夏だ、海だ、山だ!と、例年なら心弾むこの時期、どうも今年はそうはいかない状況が続いています。コロナの感染拡大はいまだ止まず、梅雨の長雨や曇天もだらだらと続いています。それでも動物園では思いのほか多くのお客様にご来園頂いています。この4連休も天候はすぐれなかったのですが、それほどの大降りにもならず、特に2日目はたくさんの人で賑わったようです(私は公休でした)。屋外施設でもある動物園はそれほど密にもならず、また、近場で楽しめることからGo to 動物園、となったのでしょうか。ただ、人が集まるイベントなどはまだ再開しておらず、今年は夜の動物園も中止することとしました。また恒例の夏の企画「身近な生き物展」も中止となっています。
そんな中、たまたま家で見つけたゴマダラカミキリを入園口に置いたところ、結構小さいお子さんが足を止めて真剣に見入ってくれたりしています。実はこのゴマダラ、家内がユズの木にいた2匹を捕まえたのですが、どうやらペアだったらしく交尾して卵を産みました。しかしメスは産卵後、ほどなくして死んでしまいました。残ったオスはまだ元気にしており時々入れるユズの枝木をガリガリ削って食べています。また、これとは別に庭の畑にいた幼虫を何匹か土ごと捕獲してプラケースに入れておくと、昨日、羽化した成虫が土の中から4匹出てきました(出てくる瞬間は見られなかった!たまたま私の部屋に訪ねてきた職員が「あれ、これなんですか」と言われて見てみると、すでに出土!)。出てくるまで何の幼虫か分からなかったのですが、出てきたのはシロテンハナムグリという甲虫でした。コガネムシの仲間で樹液や果実に集まるようです。せっかくなので1匹でいるカミキリのケースに入れ、一緒に見てもらう事にしました。外の世界に出たばかりのハナムグリは昆虫ゼリーに首ったけ。小さなプラケースの中では色んな営みが行われているのです。

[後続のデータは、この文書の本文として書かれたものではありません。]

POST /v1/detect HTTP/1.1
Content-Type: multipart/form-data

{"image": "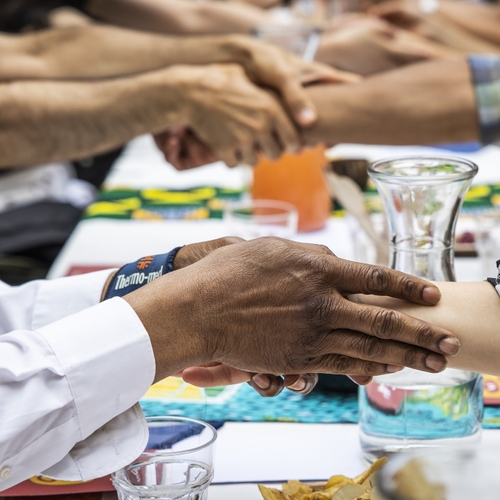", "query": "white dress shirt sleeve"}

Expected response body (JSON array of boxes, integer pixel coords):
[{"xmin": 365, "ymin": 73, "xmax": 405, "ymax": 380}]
[{"xmin": 0, "ymin": 271, "xmax": 155, "ymax": 490}]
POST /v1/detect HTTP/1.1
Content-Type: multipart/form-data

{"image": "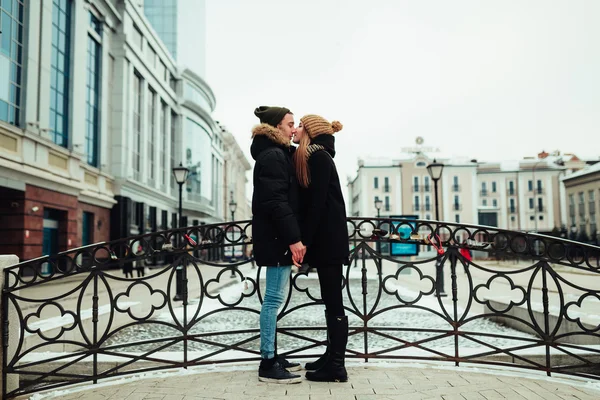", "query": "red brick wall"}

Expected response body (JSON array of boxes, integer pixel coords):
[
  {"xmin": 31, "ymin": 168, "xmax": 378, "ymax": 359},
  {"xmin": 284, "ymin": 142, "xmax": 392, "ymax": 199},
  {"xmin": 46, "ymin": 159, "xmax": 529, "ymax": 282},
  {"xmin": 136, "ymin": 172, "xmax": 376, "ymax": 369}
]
[
  {"xmin": 0, "ymin": 185, "xmax": 110, "ymax": 260},
  {"xmin": 23, "ymin": 185, "xmax": 81, "ymax": 260},
  {"xmin": 0, "ymin": 187, "xmax": 25, "ymax": 258},
  {"xmin": 77, "ymin": 203, "xmax": 110, "ymax": 243}
]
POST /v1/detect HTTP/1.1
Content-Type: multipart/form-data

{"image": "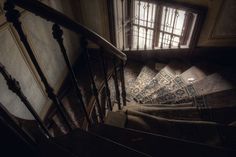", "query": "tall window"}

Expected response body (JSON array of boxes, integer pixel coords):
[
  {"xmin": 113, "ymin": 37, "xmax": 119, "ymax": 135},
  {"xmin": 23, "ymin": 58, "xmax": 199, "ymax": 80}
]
[{"xmin": 113, "ymin": 0, "xmax": 202, "ymax": 50}]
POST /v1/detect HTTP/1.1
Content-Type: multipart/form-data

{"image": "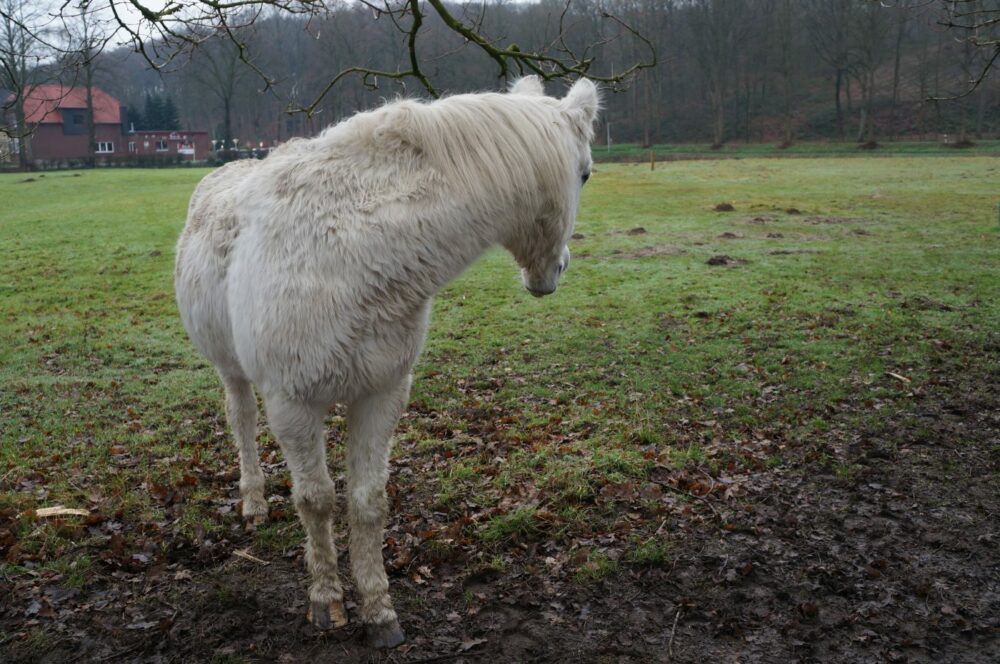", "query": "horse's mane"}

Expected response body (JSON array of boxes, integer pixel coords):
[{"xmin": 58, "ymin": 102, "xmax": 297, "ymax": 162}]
[{"xmin": 268, "ymin": 93, "xmax": 576, "ymax": 214}]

ちなみにハナムグリですが、土の中で土を集めて自らの糞で固めた土繭(つちまゆ)といわれる蛹室(ようしつ)を作り、幼虫はその中で蛹になって成虫へ羽化します。カブトムシも蛹室を作りますが、カブトムシのそれよりしっかりしてるので、取り出すことができました。
動物園では中止になってるイベントに替え、夏を楽しく乗り切ってもらうための動画を作成し、ネットで昨日(7/26)から配信しました。その第1弾が「サマーだZOO!夏の遊び方講座」。まさに入園口にいるカミキリやコガネムシなど、夏の昆虫の捕まえ方を特別に伝授しちゃおう、というものです。虫たちはこの動画に頼らずとも、いろんな方法で捕まえることができます。今年はコロナの関係で思うような夏を過ごせなくても、実は身近なところにこうした面白い虫たちの世界があることを見つめ直すいい機会なのかもしれません。ぜひお父さんお母さんはこういう時期だからこそ、昔やった昆虫採集などをお子さんと一緒に楽しまれてみてはいかがでしょうか。こんな時こそ虫頼み!